Overview
TinyR1-32B-Preview: A Specialized Reasoning Model
TinyR1-32B-Preview is qihoo360's first-generation reasoning model, designed to excel in specific analytical domains. This 32 billion parameter model is built upon the Deepseek-R1-Distill-Qwen-32B architecture and has been fine-tuned using the 360-LLaMA-Factory framework.
Key Capabilities & Features
- Domain-Specific Optimization: Achieves strong performance in Mathematics, Coding, and Science through a unique training approach involving supervised fine-tuning (SFT) on specialized datasets and subsequent model merging.
- Competitive Reasoning Performance: Outperforms the 70B parameter Deepseek-R1-Distill-Llama-70B in mathematics (78.1 on AIME 2024) and shows competitive results in coding (61.6 on LiveCodeBench) and science (65.0 on GPQA-Diamond).
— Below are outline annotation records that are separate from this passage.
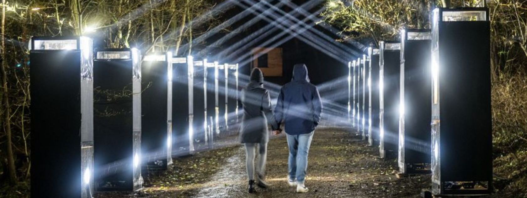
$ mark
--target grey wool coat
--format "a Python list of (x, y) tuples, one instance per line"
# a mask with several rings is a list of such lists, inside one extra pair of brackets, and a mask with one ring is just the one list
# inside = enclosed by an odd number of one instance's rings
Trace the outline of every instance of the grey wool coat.
[(267, 142), (270, 133), (267, 124), (277, 130), (278, 123), (273, 115), (269, 92), (264, 88), (261, 71), (253, 69), (250, 79), (241, 93), (243, 116), (240, 128), (240, 141), (242, 143)]

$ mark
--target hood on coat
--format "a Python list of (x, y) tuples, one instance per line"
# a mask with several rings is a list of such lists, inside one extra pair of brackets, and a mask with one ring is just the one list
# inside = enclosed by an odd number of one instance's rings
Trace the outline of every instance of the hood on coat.
[(255, 68), (251, 71), (251, 82), (264, 84), (264, 73), (259, 68)]
[(292, 81), (309, 81), (309, 77), (307, 76), (307, 67), (304, 64), (296, 64), (293, 67)]

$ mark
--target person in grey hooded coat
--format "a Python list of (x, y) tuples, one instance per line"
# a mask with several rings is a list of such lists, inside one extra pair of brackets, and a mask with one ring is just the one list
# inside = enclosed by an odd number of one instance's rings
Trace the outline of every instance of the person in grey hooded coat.
[(264, 88), (264, 74), (260, 69), (253, 69), (251, 72), (250, 82), (242, 91), (241, 104), (243, 116), (240, 140), (245, 146), (249, 192), (252, 193), (255, 192), (254, 161), (257, 148), (260, 155), (256, 169), (257, 185), (266, 188), (268, 185), (265, 181), (265, 164), (270, 133), (267, 125), (270, 124), (273, 130), (278, 130), (279, 127), (273, 115), (269, 92)]

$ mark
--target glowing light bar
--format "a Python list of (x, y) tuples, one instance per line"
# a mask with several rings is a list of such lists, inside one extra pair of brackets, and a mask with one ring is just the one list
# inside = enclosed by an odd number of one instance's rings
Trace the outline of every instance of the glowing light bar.
[(33, 50), (73, 50), (77, 49), (76, 39), (36, 40), (33, 41)]
[(84, 170), (84, 174), (83, 176), (85, 185), (90, 184), (90, 182), (91, 181), (91, 175), (92, 172), (90, 170), (90, 168), (89, 167)]
[(444, 22), (485, 21), (487, 19), (486, 12), (484, 11), (443, 11), (442, 14)]
[(135, 153), (135, 155), (133, 157), (133, 168), (134, 169), (137, 169), (139, 166), (139, 163), (140, 163), (139, 160), (139, 155)]
[(163, 61), (167, 60), (167, 55), (164, 54), (153, 54), (147, 55), (143, 59), (144, 61)]
[[(404, 33), (402, 34), (404, 34)], [(430, 32), (409, 32), (407, 35), (406, 39), (408, 40), (432, 39), (432, 33)]]
[(129, 59), (131, 58), (128, 51), (97, 51), (98, 59)]
[(386, 46), (386, 47), (384, 48), (385, 50), (401, 50), (401, 43), (387, 43), (385, 45)]

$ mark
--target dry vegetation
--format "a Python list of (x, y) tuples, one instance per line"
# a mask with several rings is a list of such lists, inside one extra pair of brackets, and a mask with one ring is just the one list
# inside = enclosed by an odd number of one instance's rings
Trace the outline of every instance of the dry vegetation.
[[(328, 0), (323, 15), (347, 38), (376, 44), (396, 39), (404, 27), (430, 28), (428, 15), (445, 2), (450, 1)], [(479, 2), (446, 3), (459, 7)], [(527, 196), (527, 1), (487, 2), (495, 187), (513, 197)]]

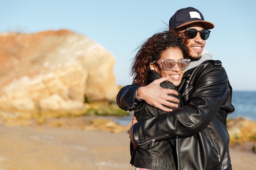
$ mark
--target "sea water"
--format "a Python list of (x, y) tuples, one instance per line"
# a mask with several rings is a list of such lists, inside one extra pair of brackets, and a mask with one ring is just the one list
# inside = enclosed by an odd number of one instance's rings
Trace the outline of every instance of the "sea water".
[(228, 118), (241, 117), (256, 121), (256, 92), (233, 91), (232, 104), (235, 111)]
[[(241, 117), (256, 121), (256, 92), (233, 91), (232, 104), (235, 107), (235, 111), (228, 116), (228, 119)], [(130, 112), (129, 115), (118, 119), (117, 122), (126, 126), (131, 122), (133, 115), (133, 112)]]

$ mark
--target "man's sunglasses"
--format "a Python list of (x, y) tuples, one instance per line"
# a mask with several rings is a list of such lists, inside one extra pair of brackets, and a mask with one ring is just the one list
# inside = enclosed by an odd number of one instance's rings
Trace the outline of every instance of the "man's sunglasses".
[(209, 38), (211, 31), (208, 29), (203, 29), (201, 31), (198, 31), (195, 29), (186, 29), (185, 34), (191, 39), (195, 38), (198, 35), (198, 33), (200, 34), (200, 37), (204, 40), (207, 40)]
[[(172, 59), (164, 59), (162, 60), (161, 62), (163, 68), (166, 70), (171, 71), (173, 70), (176, 63), (181, 70), (185, 70), (190, 63), (190, 59), (181, 59), (178, 62), (175, 62), (175, 61)], [(158, 63), (158, 61), (154, 61), (153, 63), (158, 64), (161, 63)]]

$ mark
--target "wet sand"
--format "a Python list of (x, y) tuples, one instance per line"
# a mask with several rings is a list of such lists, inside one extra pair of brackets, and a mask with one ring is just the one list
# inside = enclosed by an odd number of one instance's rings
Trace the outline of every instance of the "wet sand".
[[(0, 124), (0, 170), (134, 170), (127, 132)], [(255, 169), (256, 154), (231, 148), (233, 170)]]

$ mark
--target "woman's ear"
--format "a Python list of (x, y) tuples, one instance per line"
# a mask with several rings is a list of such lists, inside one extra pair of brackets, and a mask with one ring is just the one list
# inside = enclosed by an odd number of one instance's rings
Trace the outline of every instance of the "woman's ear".
[(149, 64), (149, 68), (151, 70), (155, 70), (155, 71), (156, 66), (155, 64), (153, 62), (150, 63), (150, 64)]

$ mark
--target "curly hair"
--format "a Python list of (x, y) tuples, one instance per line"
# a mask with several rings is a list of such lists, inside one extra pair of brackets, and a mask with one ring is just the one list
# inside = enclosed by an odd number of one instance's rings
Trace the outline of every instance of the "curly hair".
[(170, 47), (178, 48), (184, 58), (189, 56), (188, 48), (174, 30), (157, 33), (149, 38), (141, 46), (133, 59), (130, 75), (133, 76), (133, 84), (146, 85), (150, 70), (150, 64), (158, 60), (164, 51)]

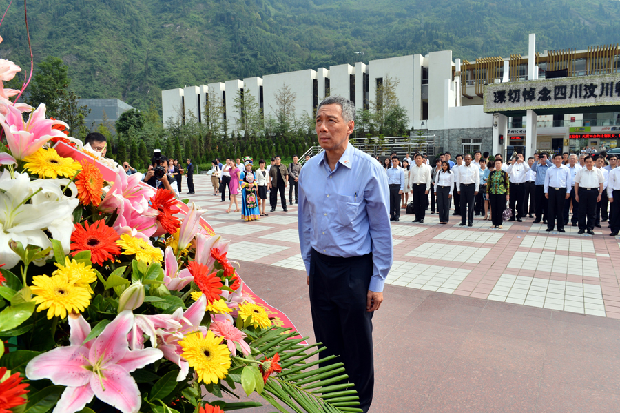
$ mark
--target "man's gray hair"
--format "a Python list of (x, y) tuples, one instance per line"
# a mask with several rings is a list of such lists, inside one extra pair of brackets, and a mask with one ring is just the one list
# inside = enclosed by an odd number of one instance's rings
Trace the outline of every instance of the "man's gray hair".
[(319, 103), (316, 111), (318, 112), (322, 106), (325, 105), (338, 105), (342, 110), (342, 119), (347, 123), (349, 121), (355, 120), (355, 105), (350, 100), (342, 96), (328, 96)]

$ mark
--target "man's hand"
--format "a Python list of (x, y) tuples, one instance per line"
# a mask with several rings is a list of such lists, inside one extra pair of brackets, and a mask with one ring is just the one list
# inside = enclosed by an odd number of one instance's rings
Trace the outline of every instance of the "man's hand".
[(375, 292), (369, 290), (366, 300), (366, 311), (370, 312), (379, 310), (379, 307), (381, 306), (381, 303), (382, 302), (382, 292)]

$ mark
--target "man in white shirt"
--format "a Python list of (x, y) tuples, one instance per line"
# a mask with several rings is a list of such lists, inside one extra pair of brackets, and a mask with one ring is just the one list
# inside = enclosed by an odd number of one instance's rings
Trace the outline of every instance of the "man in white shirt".
[[(457, 158), (458, 159), (458, 158)], [(461, 223), (464, 225), (468, 218), (468, 226), (473, 225), (473, 201), (480, 186), (480, 168), (471, 163), (471, 155), (465, 155), (465, 164), (459, 166), (457, 188), (461, 195)]]
[(529, 171), (530, 165), (524, 162), (521, 154), (517, 154), (517, 157), (513, 159), (512, 163), (506, 170), (510, 181), (510, 205), (513, 210), (510, 221), (516, 219), (517, 222), (522, 222), (521, 218), (524, 215), (525, 183), (528, 180)]
[[(528, 158), (528, 166), (530, 170), (528, 171), (528, 179), (525, 183), (525, 197), (523, 201), (523, 213), (528, 212), (530, 218), (534, 217), (534, 212), (536, 212), (536, 202), (535, 201), (536, 194), (536, 172), (532, 170), (532, 165), (534, 165), (534, 157)], [(528, 206), (529, 204), (529, 206)]]
[[(575, 177), (577, 172), (581, 169), (581, 166), (577, 162), (577, 156), (572, 154), (568, 157), (568, 170), (570, 171), (570, 179), (572, 179), (573, 187), (575, 185)], [(570, 223), (572, 226), (576, 227), (579, 220), (579, 201), (575, 199), (577, 192), (575, 188), (570, 191), (570, 197), (566, 200), (566, 205), (564, 205), (564, 226), (568, 225), (568, 212), (570, 210), (570, 204), (572, 204), (572, 218), (570, 219)]]
[(605, 190), (601, 197), (601, 199), (597, 203), (597, 216), (595, 220), (595, 226), (600, 228), (601, 222), (607, 222), (608, 218), (607, 208), (609, 205), (609, 199), (607, 197), (607, 184), (609, 182), (609, 171), (603, 168), (605, 166), (605, 157), (603, 155), (599, 155), (597, 157), (596, 164), (597, 168), (603, 174), (603, 179), (604, 179), (603, 189)]
[(409, 190), (412, 194), (413, 202), (413, 213), (415, 219), (413, 222), (424, 223), (426, 206), (428, 203), (428, 191), (431, 190), (431, 167), (422, 162), (422, 156), (415, 154), (413, 156), (415, 164), (409, 168)]
[[(450, 152), (446, 152), (448, 157), (448, 163), (450, 163)], [(454, 199), (454, 213), (453, 215), (461, 214), (461, 195), (459, 192), (459, 187), (457, 186), (457, 181), (459, 179), (459, 168), (463, 165), (463, 155), (457, 155), (457, 163), (450, 166), (450, 170), (454, 174), (454, 190), (452, 192), (452, 198)]]
[(607, 197), (611, 208), (609, 212), (610, 235), (615, 236), (620, 232), (620, 168), (614, 168), (609, 173)]
[(547, 216), (547, 232), (552, 231), (557, 225), (557, 230), (564, 230), (564, 203), (570, 197), (572, 182), (570, 172), (562, 165), (562, 155), (553, 155), (553, 165), (545, 174), (545, 198), (548, 199), (548, 215)]
[[(586, 230), (594, 235), (595, 214), (597, 203), (601, 201), (603, 192), (603, 173), (597, 168), (594, 168), (592, 157), (586, 157), (586, 168), (582, 168), (575, 174), (575, 198), (579, 203), (579, 232), (583, 234)], [(572, 216), (575, 211), (573, 210)], [(586, 221), (586, 217), (588, 221)]]

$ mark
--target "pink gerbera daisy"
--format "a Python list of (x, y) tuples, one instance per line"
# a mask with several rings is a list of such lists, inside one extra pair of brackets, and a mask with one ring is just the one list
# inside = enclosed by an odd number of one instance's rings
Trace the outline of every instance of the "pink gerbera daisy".
[(234, 325), (227, 322), (214, 321), (211, 323), (211, 331), (218, 337), (224, 337), (228, 345), (228, 350), (231, 354), (234, 354), (237, 352), (235, 343), (238, 343), (241, 347), (241, 352), (244, 356), (250, 352), (249, 345), (245, 342), (245, 339), (247, 336)]

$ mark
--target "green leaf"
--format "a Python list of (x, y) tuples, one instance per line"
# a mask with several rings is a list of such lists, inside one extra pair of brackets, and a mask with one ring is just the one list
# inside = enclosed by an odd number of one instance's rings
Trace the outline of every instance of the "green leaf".
[(54, 250), (54, 258), (56, 259), (56, 262), (64, 267), (65, 252), (63, 251), (63, 245), (57, 239), (51, 239), (50, 241), (52, 241), (52, 248)]
[(110, 320), (101, 320), (97, 325), (94, 326), (90, 332), (88, 333), (88, 335), (86, 336), (86, 338), (84, 339), (84, 341), (82, 342), (82, 345), (84, 345), (95, 337), (99, 336), (101, 332), (103, 331), (103, 329), (105, 328), (105, 326), (110, 323)]
[(0, 312), (0, 332), (15, 328), (34, 312), (34, 301), (7, 307)]
[(5, 285), (15, 291), (19, 291), (23, 288), (23, 285), (21, 284), (21, 280), (17, 278), (17, 276), (8, 270), (0, 270), (0, 272), (2, 273), (2, 276), (6, 279), (6, 281), (4, 281)]
[(178, 375), (178, 372), (172, 371), (158, 380), (153, 385), (153, 388), (151, 389), (149, 400), (152, 402), (156, 399), (163, 399), (169, 394), (176, 386), (176, 376)]
[(47, 413), (56, 405), (65, 387), (53, 385), (43, 390), (28, 394), (28, 403), (24, 413)]

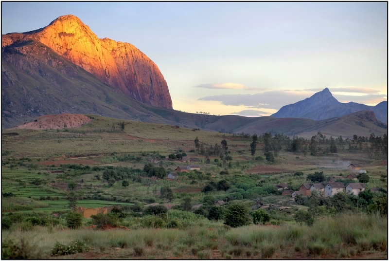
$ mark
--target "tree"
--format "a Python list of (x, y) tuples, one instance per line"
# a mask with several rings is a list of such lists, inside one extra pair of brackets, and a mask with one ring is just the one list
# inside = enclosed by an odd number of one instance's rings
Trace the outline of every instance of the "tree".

- Training Data: Utilizes Chain-of-Thought (CoT) trajectories from datasets like OpenR1-Math-220k (math), OpenThoughts-114k (coding & science), and simplescaling/data_ablation_full59K (science).
- Open-Sourced Resources: The training dataset and the full training and evaluation pipeline are open-sourced, along with a technical report available on arXiv.
Good For
- Complex Reasoning Tasks: Ideal for applications requiring advanced problem-solving in mathematics, code generation, and scientific inquiry.
- Research and Development: Serves as an experimental research model for advancing AI reasoning capabilities, particularly for those interested in its unique distillation and merging methodology.
- Benchmarking: Useful for evaluating and comparing reasoning performance against other models in specialized domains.